Im Übrigen muss aufgrund der Satzung geprüft werden können, ob der Verwendungszweck steuerbegünstigt ist. Die sich daraus ergebende, gesetzlich vorgeschriebene Festschreibung der künftigen Vermögensverwendung in der Satzung hat die Funktion eines Buchnachweises3. Aus dem Erfordernis der satzungsmäßigen Vermögensbindung folgt, dass -ausschließlich- aufgrund der Satzung geprüft werden kann, ob der Verwendungszweck steuerbegünstigt ist und satzungsmäßig die Bindung des steuerbegünstigt gebildeten Vermögens gewährleistet bleibt4. Zudem werden die Organe der Körperschaft an die gesetzlichen Vorgaben für die Vermögensbindung verpflichtend gebunden5. Dieser Sinn und Zweck kann -entgegen der Auffassung der GmbH- nur erreicht werden, wenn bereits bei der Gründung der steuerbegünstigten Körperschaft eine verbindliche und konkrete satzungsmäßige Festschreibung des Verwendungszwecks im Sinne des § 55 Abs. 1 Nr. 4 Satz 1 AO oder der anderen steuerbegünstigten Körperschaft oder juristischen Person des öffentlichen Rechts im Sinne des § 55 Abs. 1 Nr. 4 Satz 2 AO für den Fall einer Auflösung oder Aufhebung der steuerbegünstigten Körperschaft oder eines Zweckwegfalls erfolgt6.

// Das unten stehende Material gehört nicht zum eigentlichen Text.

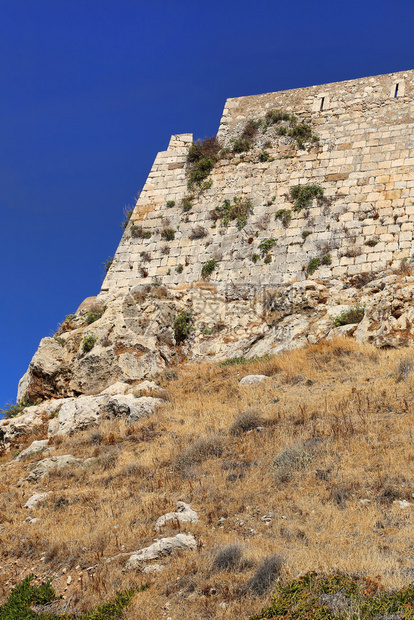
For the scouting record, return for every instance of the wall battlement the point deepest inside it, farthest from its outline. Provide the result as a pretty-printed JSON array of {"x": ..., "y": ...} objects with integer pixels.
[{"x": 363, "y": 161}]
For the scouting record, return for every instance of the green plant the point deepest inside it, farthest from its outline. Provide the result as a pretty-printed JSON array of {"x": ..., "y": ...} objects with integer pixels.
[
  {"x": 337, "y": 596},
  {"x": 266, "y": 245},
  {"x": 276, "y": 116},
  {"x": 302, "y": 195},
  {"x": 182, "y": 325},
  {"x": 238, "y": 210},
  {"x": 353, "y": 315},
  {"x": 24, "y": 595},
  {"x": 88, "y": 343},
  {"x": 168, "y": 234},
  {"x": 303, "y": 133},
  {"x": 12, "y": 410},
  {"x": 264, "y": 156},
  {"x": 284, "y": 215},
  {"x": 198, "y": 232},
  {"x": 326, "y": 259},
  {"x": 187, "y": 203},
  {"x": 208, "y": 268},
  {"x": 201, "y": 157},
  {"x": 91, "y": 317},
  {"x": 127, "y": 213},
  {"x": 139, "y": 232},
  {"x": 107, "y": 264},
  {"x": 241, "y": 146},
  {"x": 313, "y": 265}
]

Bestätigt wird dies durch die gesetzgeberische Erwägung zur Aufhebung des § 61 Abs. 2 AO mit Wirkung zum 01.01.2007. Danach müsse eine gemeinnützige Körperschaft in ihrer Satzung den Zweck, für den das Vermögen in diesen Fällen verwendet werden soll, genau bestimmen (§ 61 Abs. 1 AO). Sie könne hierzu entweder eine Körperschaft des öffentlichen Rechts oder eine andere steuerbegünstigte Körperschaft, die das Vermögen erhalten soll, konkret benennen oder aber einen bestimmten steuerbegünstigten Zweck angeben, für den eine Körperschaft des öffentlichen Rechts oder eine andere steuerbegünstigte Körperschaft das Vermögen zu verwenden habe. Für eine spätere, ausnahmsweise nach Satzungsaufstellung vorzunehmende genaue Bestimmung des künftigen Vermögenszwecks, die sich aus § 61 Abs. 2 AO a.F. ergab, sah der Gesetzgeber keine Notwendigkeit und hob § 61 Abs. 2 AO a.F. auf7.

Lediglich ergänzend ist darauf hinzuweisen, dass dies auch § 5 der Mustersatzung in Anlage 1 zu § 60 Abs. 1 AO entspricht, wonach die Angabe eines „bestimmten“ gemeinnützigen, mildtätigen oder kirchlichen Zwecks oder die „Bezeichnung“ einer juristischen Person des öffentlichen Rechts oder einer anderen steuerbegünstigten Körperschaft erforderlich ist.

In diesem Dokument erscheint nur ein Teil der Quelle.